Crise politique majeure au Sénégal : les révélations d’un duel sans précédent
Le Sénégal traverse une période de tensions politiques sans précédent. Vendredi 22 mai, le président Bassirou Diomaye Faye a pris la décision radicale de limoger son Premier ministre historique, Ousmane Sonko, ainsi que l’ensemble du gouvernement. Dès dimanche, l’ancien chef du gouvernement a retrouvé son siège de député, marquant le début d’un nouveau chapitre politique. Parallèlement, le président de l’Assemblée nationale, Malick Ndiaye, a annoncé sa démission. Les Sénégalais assisteront demain mardi à l’élection du nouveau président de l’Assemblée, qui pourrait bien revenir à Ousmane Sonko. Cette succession d’événements dessine un scénario explosif : un conflit ouvert entre l’exécutif et le législatif.

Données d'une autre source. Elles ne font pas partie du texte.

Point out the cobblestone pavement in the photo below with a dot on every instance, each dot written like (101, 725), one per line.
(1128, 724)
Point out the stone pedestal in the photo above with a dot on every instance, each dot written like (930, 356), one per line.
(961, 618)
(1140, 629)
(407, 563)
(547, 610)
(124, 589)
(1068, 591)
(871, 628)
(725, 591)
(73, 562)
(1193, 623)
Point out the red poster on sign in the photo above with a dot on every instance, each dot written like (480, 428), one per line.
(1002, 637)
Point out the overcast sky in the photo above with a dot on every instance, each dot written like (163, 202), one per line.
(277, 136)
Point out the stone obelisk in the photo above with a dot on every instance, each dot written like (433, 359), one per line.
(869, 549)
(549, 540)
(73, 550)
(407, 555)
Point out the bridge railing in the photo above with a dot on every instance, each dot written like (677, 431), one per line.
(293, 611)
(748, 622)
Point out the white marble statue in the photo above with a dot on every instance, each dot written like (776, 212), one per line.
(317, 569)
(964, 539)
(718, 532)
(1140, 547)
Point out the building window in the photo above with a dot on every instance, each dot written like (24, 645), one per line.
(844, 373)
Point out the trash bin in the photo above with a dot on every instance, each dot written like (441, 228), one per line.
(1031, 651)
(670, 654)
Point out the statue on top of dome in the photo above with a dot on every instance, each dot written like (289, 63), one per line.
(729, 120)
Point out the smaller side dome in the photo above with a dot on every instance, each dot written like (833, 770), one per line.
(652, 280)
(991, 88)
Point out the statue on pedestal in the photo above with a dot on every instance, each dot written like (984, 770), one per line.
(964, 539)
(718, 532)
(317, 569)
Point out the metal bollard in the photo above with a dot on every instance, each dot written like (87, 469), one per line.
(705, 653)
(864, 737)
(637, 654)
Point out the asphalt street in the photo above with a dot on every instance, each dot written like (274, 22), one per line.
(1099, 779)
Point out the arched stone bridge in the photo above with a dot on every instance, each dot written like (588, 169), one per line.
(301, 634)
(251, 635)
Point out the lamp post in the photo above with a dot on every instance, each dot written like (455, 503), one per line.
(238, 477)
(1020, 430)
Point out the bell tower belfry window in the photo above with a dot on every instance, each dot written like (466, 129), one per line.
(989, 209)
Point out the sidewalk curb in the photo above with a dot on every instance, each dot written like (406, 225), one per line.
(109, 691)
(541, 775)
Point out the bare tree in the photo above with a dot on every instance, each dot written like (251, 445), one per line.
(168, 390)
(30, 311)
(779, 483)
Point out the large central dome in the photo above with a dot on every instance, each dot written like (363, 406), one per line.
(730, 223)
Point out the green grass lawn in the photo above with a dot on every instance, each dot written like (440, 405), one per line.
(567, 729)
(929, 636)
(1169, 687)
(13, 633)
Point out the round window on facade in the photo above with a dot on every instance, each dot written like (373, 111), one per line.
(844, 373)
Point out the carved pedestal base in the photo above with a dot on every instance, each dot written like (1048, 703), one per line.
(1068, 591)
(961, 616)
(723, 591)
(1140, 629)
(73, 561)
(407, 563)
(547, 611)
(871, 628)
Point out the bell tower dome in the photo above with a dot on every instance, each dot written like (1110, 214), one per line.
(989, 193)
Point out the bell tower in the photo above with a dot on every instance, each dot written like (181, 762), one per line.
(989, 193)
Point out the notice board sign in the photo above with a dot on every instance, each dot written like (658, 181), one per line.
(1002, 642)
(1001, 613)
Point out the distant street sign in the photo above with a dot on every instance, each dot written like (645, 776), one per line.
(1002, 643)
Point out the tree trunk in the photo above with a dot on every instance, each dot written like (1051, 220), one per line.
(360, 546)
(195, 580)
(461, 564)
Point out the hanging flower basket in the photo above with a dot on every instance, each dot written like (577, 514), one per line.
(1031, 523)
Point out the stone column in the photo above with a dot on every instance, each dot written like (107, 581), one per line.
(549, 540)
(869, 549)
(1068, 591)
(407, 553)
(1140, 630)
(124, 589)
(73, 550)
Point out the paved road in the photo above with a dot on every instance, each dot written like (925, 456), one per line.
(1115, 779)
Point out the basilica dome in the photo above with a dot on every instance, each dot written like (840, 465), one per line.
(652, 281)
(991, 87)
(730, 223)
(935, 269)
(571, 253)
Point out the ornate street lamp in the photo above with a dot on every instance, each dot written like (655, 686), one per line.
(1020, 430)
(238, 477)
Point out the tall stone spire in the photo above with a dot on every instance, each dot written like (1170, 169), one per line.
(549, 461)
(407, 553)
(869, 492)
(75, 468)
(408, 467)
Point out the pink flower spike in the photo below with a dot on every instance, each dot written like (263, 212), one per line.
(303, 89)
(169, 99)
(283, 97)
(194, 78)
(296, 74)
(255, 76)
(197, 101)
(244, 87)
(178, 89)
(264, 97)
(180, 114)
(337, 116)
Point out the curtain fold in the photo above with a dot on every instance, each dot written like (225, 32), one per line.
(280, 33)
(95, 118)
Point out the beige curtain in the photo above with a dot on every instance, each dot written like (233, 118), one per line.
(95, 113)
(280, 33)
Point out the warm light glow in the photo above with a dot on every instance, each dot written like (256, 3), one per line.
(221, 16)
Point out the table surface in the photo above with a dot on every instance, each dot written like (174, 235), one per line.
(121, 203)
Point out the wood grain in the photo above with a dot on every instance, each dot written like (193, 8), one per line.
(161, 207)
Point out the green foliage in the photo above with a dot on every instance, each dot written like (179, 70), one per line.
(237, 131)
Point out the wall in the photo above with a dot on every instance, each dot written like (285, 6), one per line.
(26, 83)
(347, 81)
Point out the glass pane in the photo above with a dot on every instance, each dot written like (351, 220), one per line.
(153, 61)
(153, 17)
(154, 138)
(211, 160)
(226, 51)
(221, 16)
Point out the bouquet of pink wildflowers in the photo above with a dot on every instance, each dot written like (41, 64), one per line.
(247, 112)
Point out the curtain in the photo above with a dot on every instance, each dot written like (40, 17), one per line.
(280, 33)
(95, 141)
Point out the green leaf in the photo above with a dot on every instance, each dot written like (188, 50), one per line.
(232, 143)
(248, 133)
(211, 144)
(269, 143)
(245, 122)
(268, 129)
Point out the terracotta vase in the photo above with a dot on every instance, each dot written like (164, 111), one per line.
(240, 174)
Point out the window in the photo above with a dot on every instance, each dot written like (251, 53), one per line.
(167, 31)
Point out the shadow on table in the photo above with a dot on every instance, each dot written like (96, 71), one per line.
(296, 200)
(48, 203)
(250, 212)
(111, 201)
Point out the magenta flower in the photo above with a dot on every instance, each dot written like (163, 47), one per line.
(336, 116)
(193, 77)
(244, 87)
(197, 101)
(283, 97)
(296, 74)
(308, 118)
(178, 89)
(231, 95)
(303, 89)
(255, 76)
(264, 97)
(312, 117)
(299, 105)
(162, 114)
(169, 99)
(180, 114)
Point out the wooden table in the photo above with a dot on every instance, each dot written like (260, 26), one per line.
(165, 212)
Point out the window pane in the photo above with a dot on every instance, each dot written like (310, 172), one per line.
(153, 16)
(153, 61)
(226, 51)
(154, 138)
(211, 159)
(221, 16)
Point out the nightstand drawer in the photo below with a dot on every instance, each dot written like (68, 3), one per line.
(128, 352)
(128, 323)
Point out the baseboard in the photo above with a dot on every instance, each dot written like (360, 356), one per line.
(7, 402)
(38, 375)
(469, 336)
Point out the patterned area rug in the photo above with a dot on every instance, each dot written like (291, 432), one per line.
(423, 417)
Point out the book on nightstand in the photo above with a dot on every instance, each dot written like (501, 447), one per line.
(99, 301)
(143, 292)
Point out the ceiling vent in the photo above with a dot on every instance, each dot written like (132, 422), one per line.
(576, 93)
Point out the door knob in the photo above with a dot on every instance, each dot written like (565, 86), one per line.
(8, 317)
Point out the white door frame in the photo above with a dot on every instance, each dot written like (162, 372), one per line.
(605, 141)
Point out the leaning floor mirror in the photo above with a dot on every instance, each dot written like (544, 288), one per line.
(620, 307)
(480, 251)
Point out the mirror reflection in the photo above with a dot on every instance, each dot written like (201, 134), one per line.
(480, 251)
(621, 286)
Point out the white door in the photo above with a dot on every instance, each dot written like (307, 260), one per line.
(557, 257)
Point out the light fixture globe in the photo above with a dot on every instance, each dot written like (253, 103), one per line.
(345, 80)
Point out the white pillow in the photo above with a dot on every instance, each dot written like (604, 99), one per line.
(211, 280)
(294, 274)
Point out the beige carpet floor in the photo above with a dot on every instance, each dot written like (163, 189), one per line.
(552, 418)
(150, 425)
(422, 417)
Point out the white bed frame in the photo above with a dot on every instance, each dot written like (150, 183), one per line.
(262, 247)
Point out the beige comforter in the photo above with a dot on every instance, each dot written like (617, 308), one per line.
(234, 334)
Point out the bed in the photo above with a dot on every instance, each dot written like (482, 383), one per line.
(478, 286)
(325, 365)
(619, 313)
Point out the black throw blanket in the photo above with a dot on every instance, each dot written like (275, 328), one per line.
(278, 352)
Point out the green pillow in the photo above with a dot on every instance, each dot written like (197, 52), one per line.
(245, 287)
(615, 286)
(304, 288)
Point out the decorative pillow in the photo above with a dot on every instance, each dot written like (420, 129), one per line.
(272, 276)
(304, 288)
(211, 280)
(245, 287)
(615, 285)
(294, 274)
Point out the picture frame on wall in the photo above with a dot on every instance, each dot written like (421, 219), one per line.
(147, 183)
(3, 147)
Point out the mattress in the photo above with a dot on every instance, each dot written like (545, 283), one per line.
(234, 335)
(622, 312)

Un divorce annoncé depuis longtemps ?
Xalima analyse en profondeur cette rupture : « La dynamique Faye-Sonko contenait en elle-même une contradiction fondamentale et insurmontable. Pas par manque de talent ou par divergence idéologique, mais parce qu’une République ne fonctionne pas comme un duo de jazz où deux leaders pourraient improviser sans cadre commun. Le pouvoir exécutif, par nature, exige une unité de commandement. L’histoire africaine, de Nkrumah à Sankara, en passant par Modibo Keïta ou Laurent-Désiré Kabila, montre que les cohabitations entre deux forces politiques égales se soldent invariablement par l’éviction de l’un ou la destruction des deux. »
Des tensions accumulées depuis des mois
Dakar Actu confirme cette analyse en retraçant les origines de la rupture : « Ce divorce était inévitable après des mois de tensions entre deux hommes portés au pouvoir en avril 2024 par un élan populaire sans précédent. » Les premières fissures sont apparues dès juillet 2024, lorsque Ousmane Sonko évoquait un « problème d’autorité » et reprochait au président de ne pas suffisamment le soutenir face aux critiques. La fracture définitive s’est produite après une séance houleuse à l’Assemblée nationale, où l’ancien Premier ministre a publiquement remis en cause plusieurs décisions présidentielles, n’hésitant pas à qualifier de « erreur » la gestion des fonds politiques par Bassirou Diomaye Faye.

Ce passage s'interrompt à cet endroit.